И вдруг, в этом постепенном отупении – встряска, дикая, безобразная встряска, холодный ужас! По гудку, возвещающему конец работы, мы выходим во двор: и вдруг, перед главной проходной, – виселица! Худое, безжизненное тело, неестественно вытянутая шея, прямой затылок – и незнакомое мертвое лицо. На груди спецовки – картонка с какой-то надписью. Я не вижу, я же близорукая, но какая разница, что там написано!.. Кто-то сзади говорит: это рабочий из жирового цеха, он вроде бы кусок сала украл…
На крыльцо конторы, похлестывая хлыстиком по сапогу, с недоброй ухмылкой выходит Кюхлер, военный начальник Комбината. Склонив голову на правое плечо, он с интересом наблюдает, как реагируют на событие вытекающие из цехов рабочие. Будь ты проклят, зверюга!
На следующее утро, перед работой в цех, как обычно, заходит Ефим Родионович. Необычным, сиплым голосом он говорит:
– Приказано довести до вашего сведения… Да что тут говорить – вы сами все видели…
Голос его срывается, и махнув рукой, он не оглядываясь выходит из цеха. Цех оглушенно молчит.

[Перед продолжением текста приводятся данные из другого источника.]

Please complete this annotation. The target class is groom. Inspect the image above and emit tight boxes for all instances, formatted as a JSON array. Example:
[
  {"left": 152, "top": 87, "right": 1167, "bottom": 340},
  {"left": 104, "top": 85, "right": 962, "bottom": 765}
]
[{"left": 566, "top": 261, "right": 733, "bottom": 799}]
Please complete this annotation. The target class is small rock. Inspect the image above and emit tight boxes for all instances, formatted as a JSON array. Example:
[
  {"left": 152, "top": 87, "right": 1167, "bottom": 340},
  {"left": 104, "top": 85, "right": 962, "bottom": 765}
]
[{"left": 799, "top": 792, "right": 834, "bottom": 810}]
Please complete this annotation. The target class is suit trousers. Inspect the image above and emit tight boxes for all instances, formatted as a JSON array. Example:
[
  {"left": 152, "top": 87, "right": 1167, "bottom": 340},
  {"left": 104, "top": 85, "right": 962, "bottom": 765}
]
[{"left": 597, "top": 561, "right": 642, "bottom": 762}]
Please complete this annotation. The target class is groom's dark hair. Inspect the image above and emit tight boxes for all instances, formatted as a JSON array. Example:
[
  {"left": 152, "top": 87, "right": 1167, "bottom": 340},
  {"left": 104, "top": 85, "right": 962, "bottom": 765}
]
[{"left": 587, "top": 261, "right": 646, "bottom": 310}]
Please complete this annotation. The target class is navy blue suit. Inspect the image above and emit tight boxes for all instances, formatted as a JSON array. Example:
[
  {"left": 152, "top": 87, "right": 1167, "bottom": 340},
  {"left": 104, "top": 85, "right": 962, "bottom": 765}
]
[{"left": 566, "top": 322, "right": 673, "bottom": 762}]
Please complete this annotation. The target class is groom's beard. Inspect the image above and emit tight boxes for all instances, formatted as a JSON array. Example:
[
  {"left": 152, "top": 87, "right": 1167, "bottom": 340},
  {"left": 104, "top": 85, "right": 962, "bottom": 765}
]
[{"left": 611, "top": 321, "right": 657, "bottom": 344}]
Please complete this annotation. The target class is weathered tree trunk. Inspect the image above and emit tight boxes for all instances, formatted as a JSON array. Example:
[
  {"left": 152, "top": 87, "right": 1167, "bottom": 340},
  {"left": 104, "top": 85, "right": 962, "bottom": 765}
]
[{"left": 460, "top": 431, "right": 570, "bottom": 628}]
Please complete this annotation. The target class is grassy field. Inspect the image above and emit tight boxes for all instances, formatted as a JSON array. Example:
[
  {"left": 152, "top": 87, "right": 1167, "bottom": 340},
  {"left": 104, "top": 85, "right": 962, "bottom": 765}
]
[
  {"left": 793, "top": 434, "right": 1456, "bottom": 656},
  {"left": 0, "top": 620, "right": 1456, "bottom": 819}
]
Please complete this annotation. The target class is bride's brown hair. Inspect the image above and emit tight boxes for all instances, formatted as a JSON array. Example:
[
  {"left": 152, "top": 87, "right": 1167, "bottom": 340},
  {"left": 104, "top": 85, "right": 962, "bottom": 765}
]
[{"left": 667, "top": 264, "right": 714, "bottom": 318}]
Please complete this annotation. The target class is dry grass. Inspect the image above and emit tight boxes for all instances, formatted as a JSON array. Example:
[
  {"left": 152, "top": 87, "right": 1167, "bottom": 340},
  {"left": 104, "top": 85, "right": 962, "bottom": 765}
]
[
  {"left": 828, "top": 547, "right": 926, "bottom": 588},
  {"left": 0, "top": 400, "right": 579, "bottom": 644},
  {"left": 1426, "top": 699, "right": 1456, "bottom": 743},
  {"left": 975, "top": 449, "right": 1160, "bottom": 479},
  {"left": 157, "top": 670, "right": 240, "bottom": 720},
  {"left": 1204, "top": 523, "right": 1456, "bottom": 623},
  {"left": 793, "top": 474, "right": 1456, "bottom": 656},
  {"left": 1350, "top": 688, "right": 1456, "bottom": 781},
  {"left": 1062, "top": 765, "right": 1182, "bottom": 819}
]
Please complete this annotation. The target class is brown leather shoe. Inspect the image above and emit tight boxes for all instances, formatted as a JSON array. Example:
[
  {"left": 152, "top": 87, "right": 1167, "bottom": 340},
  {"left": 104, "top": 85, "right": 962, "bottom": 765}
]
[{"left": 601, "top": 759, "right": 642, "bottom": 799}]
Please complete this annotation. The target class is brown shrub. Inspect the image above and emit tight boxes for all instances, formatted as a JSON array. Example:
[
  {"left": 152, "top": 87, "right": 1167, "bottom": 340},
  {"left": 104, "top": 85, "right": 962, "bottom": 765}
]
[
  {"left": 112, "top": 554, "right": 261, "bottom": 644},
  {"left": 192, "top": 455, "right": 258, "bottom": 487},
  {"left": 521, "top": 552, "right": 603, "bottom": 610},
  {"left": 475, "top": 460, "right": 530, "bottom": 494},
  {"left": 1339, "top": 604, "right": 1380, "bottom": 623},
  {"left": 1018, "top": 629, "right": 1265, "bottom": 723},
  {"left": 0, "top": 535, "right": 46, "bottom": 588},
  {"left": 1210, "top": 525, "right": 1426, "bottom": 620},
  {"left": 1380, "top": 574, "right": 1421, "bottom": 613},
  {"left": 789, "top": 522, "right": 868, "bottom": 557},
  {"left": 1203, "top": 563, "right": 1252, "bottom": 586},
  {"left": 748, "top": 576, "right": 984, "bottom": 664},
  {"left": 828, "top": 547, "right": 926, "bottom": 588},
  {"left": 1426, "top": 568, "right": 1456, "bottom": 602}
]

Три дня около виселицы маячил Вальтер Аузер, начальник охраны – русский немец в немецкой шинели. Повешенного не снимали три дня – в назидание и предупреждение остальным рабочим. Три дня Петр Петрович ходил с отвердевшим, потемневшим лицом: цивильный начальник производства не властен над военной охраной! Представляю, что у него на душе творилось!
.

Нас, слава Богу, военная охрана особым вниманием не удостаивала: красть в нашем цеху нечего – вся наша продукция несъедобна. Тем не менее, тень повешенного маячила передо мной неотступно – даже во сне. Говорили, что у этого бедняги осталось дома двое детей, жена и старуха-мать. Он был единственным кормильцем – как им теперь выжить?
Овладеть немудреной технологией вязания зубных щеток мне удается без особого труда: к концу второй недели я уже выполняла норму почти без брака – так что мне уже стали начислять зарплату. Платили оккупационными марками. По слухам, эта валюта имела хождение только на оккупированной территории: в самой Германии она была недействительна.
На базаре их принимали неохотно – предпочитали советские рубли, и хотя это создавало значительные затруднения, с другой стороны, подогревало в сердце надежду, что им, этим маркам, недолго ходить по нашей земле!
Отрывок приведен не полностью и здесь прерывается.